Kampung Jawa, or Java Village, is a neighborhood of Sathorn, Bangkok that historically served as a home for the city's community of Javanese descent. The community was previously named the Ban Thawai Muslim Community, and is located on Rangnamkeang (ตรอกโรงน้ำแข็ง) 707 in Yan Nawa subdistrict.

== History ==
The Javanese residents descended from the palace gardeners brought to Bangkok during the reign of King Chulalongkorn. The residents established the Jawa Mosque and a cemetery.
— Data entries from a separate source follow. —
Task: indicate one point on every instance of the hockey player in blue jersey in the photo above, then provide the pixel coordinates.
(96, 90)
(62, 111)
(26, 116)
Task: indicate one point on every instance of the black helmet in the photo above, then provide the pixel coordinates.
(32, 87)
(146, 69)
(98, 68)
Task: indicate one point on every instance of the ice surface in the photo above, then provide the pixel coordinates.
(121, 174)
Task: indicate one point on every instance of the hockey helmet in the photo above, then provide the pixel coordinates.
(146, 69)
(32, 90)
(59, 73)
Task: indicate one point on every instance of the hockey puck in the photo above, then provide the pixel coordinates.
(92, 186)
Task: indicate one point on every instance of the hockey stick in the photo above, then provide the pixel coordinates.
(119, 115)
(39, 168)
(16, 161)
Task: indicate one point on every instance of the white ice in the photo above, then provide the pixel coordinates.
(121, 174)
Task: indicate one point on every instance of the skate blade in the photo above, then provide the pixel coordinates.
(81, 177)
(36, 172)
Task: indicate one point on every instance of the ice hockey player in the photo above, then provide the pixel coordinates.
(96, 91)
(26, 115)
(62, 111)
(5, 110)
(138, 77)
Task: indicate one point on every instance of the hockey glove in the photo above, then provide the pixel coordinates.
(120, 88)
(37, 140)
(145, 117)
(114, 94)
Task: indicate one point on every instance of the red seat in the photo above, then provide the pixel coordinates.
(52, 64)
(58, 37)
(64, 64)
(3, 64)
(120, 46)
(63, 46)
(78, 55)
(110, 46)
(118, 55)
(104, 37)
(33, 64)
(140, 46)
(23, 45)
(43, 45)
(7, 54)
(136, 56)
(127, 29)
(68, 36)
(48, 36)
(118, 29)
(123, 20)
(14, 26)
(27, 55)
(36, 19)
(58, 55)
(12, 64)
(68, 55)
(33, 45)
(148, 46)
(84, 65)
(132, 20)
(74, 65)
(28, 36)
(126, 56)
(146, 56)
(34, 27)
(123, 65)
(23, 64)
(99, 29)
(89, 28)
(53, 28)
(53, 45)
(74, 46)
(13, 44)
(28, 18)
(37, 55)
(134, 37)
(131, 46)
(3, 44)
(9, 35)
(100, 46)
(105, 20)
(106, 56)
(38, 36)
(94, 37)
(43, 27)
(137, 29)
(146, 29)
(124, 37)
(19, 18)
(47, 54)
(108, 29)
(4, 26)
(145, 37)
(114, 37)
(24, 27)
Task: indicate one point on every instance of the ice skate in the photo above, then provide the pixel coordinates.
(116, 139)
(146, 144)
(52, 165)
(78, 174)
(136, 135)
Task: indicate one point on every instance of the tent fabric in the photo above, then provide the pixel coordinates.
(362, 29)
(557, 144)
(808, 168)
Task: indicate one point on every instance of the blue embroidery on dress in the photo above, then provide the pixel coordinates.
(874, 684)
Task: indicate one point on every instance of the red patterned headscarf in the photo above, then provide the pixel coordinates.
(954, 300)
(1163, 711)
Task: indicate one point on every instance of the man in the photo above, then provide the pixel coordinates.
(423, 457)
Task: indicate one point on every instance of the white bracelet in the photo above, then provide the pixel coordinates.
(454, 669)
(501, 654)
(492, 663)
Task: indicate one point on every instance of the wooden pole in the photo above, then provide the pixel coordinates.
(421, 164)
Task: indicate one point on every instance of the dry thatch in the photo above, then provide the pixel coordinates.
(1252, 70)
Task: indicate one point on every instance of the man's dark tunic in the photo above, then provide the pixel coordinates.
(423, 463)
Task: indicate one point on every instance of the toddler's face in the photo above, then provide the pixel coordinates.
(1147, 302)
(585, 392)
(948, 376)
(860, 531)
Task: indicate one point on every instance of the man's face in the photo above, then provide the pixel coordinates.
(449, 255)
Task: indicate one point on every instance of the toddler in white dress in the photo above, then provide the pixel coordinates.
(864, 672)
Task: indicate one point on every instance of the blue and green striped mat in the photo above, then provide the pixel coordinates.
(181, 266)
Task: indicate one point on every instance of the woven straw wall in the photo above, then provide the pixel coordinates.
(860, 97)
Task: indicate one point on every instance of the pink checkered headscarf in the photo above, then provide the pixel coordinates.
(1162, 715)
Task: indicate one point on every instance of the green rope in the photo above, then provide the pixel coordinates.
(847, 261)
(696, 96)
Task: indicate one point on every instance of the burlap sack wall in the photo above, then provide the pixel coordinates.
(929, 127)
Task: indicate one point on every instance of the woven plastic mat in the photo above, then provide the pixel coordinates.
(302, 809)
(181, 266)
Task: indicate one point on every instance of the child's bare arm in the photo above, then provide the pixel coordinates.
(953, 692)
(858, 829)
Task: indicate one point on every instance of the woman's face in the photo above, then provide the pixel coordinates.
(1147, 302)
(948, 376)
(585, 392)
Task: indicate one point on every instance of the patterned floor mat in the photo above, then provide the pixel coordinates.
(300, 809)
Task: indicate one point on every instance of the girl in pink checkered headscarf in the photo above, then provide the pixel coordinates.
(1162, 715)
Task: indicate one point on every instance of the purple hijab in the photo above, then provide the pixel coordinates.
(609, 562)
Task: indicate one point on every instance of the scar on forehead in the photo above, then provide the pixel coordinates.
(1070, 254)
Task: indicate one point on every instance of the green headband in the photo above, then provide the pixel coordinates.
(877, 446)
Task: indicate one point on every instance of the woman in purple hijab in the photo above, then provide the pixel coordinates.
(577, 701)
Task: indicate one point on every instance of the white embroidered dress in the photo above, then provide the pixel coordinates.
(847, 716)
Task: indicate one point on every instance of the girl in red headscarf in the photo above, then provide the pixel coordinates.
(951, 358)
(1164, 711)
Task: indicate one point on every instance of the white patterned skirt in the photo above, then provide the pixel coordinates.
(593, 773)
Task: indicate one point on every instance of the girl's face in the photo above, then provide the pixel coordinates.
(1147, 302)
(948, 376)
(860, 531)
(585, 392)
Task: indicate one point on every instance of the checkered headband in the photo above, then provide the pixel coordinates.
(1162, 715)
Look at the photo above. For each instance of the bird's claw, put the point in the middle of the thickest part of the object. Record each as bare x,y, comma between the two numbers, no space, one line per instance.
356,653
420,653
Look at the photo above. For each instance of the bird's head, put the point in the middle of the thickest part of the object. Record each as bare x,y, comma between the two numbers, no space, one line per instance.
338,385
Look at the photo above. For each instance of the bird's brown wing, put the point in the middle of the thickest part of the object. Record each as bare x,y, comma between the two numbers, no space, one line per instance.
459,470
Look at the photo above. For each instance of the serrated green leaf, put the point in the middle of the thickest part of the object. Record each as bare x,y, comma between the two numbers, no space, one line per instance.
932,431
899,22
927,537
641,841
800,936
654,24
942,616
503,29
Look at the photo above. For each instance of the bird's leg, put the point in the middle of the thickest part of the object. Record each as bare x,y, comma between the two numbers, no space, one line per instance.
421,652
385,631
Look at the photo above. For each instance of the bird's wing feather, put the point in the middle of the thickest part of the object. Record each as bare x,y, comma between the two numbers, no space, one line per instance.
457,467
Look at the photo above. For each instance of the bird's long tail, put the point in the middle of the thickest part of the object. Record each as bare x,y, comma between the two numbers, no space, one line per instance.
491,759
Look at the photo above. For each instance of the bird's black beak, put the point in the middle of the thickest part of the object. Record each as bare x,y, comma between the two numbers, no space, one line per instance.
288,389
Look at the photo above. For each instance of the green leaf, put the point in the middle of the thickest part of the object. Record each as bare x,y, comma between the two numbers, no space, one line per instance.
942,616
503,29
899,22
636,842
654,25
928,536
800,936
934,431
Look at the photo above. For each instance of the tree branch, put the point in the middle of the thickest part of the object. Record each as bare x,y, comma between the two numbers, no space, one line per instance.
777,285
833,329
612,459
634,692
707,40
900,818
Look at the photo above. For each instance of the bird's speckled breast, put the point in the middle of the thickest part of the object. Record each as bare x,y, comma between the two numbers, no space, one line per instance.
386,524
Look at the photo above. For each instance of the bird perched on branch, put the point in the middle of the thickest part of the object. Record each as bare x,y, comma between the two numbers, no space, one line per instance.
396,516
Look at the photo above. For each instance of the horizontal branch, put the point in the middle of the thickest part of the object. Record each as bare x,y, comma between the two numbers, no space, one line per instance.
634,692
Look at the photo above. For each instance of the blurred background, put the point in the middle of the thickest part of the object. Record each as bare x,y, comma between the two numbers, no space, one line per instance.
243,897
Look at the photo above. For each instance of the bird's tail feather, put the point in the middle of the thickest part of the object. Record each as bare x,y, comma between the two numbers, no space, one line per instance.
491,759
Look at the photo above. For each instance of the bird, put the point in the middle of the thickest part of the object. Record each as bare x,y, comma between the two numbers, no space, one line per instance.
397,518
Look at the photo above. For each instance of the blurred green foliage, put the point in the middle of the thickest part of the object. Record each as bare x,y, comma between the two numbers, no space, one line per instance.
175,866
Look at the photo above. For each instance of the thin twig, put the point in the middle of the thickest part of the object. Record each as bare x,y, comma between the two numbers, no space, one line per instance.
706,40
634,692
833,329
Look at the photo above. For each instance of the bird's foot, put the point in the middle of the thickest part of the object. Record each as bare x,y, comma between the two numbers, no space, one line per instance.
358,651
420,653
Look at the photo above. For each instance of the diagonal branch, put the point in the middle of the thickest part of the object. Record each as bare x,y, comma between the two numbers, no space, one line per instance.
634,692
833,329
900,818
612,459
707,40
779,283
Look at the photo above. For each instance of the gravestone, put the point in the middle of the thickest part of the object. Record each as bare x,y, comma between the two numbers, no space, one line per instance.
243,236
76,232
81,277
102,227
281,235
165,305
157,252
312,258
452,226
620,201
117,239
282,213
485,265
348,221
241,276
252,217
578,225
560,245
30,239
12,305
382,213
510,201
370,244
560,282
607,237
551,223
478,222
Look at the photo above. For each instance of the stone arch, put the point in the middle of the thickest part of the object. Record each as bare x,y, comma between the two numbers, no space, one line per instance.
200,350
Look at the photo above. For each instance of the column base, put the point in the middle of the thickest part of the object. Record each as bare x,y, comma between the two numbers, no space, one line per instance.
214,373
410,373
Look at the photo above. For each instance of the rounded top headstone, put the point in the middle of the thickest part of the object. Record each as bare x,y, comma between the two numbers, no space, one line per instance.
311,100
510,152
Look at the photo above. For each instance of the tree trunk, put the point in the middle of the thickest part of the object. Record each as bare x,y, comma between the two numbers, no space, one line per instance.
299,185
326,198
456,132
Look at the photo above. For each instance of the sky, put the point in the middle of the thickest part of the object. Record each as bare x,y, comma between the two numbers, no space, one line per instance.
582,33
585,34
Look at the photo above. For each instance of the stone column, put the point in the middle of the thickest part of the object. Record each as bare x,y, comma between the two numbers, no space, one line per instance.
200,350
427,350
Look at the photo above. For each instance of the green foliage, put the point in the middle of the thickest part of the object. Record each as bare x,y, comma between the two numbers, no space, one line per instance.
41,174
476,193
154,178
As of 2016, approximately 3,000 residents lived in the neighborhood.

== Locations ==

=== Jawa Market ===
Jawa Market (ตลาดยะวา) A public market known for food and selling teak logs floated down the Chao Phraya River from the north. The market is the origin of gaeng khaek yawa (แกงแขกยะวา), a Siamese-Javanese curry of chicken and golden raisins, based in coconut.

=== Jawa Mosque ===

Jawa Mosque (มัสยิดยะวา; ꦩꦱ꧀ꦗꦶꦢ꧀ꦗꦮ; مسجد جاوا) is a mosque in Sathorn, Bangkok, Thailand. The Mosque is the center of the Thai muslim community of Javanese descent.